Von der byz. Form der Halbfiguren- oder stehenden Darstellung weicht man hier also ab und, was auch in der byz. Kunst für diesen Typ nicht bekannt war, man krönt Maria und das Kind.
Den Höhepunkt dieser Kunst erreicht Giotto mit einer 3,27 m hohen Tafel für die Kirche SS. Ognissanti in Florenz, die er im Anschluß an seine Arenakapellenfresken zwischen 1306 und 1310 gemalt hat.
Während nördlich der Alpen wenige solche Altarbilder in dieser Zeit geschaffen werden, da die szenische und vollplastische Darstellungsweise hier überwiegt, entwickelt sich in Italien schon früh die Vorliebe für das Madonnenbild.
Hier beginnt die Neuinterpretation der überkommenen byzantinischen Typen.

3. Ikonographische Erweiterungen des Marienbildes seit 1300[7]
Im 12. Jhd. bleibt die Psychologisierung des Verhältnisses der Mutter zum Kind Hauptgedanke in der Darstellung.
Ab ca. 1300 bildet sich die "autonome Darstellung der Gottesmutter mit dem Kind zum bevorzugten Gegenstand des Andachtsbildes.."[8] heraus.
Die wichtigsten ikonographischen Veränderungen sollen hier kurz dargestellt werden.

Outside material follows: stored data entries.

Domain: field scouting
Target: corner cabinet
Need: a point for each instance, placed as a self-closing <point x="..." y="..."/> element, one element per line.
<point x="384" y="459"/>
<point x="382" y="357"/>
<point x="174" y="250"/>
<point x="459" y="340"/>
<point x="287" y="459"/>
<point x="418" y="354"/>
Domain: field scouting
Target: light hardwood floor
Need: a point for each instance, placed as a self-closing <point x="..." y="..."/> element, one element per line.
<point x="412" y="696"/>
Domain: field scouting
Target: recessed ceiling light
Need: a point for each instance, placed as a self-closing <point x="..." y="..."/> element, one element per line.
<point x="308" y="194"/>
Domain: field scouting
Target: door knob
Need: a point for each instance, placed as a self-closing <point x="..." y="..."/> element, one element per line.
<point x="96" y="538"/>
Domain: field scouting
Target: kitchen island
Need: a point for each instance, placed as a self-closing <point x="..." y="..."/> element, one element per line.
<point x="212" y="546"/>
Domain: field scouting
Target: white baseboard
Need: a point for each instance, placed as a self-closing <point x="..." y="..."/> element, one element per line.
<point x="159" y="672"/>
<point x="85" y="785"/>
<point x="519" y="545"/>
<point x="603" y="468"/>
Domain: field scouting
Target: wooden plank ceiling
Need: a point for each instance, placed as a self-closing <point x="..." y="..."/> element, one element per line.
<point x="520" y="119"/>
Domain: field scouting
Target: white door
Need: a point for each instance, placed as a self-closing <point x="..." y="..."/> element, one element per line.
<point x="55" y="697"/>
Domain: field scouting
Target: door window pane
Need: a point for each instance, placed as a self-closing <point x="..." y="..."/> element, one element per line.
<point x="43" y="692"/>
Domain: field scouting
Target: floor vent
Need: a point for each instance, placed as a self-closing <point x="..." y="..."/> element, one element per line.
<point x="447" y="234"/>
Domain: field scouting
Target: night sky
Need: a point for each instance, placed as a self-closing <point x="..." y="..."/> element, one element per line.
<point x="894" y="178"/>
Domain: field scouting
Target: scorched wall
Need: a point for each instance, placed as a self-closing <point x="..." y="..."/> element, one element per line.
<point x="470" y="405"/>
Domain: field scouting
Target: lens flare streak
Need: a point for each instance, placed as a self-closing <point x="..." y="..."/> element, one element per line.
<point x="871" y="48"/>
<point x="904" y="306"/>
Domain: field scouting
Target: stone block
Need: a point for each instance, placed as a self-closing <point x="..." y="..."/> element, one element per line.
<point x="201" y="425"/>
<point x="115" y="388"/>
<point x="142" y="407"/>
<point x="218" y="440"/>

3.1 "Maria lactans" und "Maria dell´umilitá" [9]
Bsp.: Simone Martini, "Maria lactans", um 1330, Berlin
Bis 1300 bleibt die Lactans-Darstellung ebenso selten wie die nackte Darstellung des Christuskindes, tritt von diesem Zeitpunkt an jedoch häufig in der europäischen Kunst auf.
Das stillen des Kindes weist auf die menschliche Seite Christi und die irdische Mutterschaft Marias hin.
Die "Maria lactans" wird in der niederländischen Malerei des 15. Jhd. genauso wie die Verkündigungsszene in einen Wohnraumr versetzt. Dort weisen viele attributive Gegenstände auf Eigenschaften Marias hin.
Das o.a. Bild des Simone Martini zeigt die stillende Gottesmutter und gilt zugleich als frühestes Beispiel der "Demutsmadonna", die sie sich auf dem Boden niedergelassen hat, was im Gegensatz zu Darstellungen als z.B. thronende Muttergottes steht.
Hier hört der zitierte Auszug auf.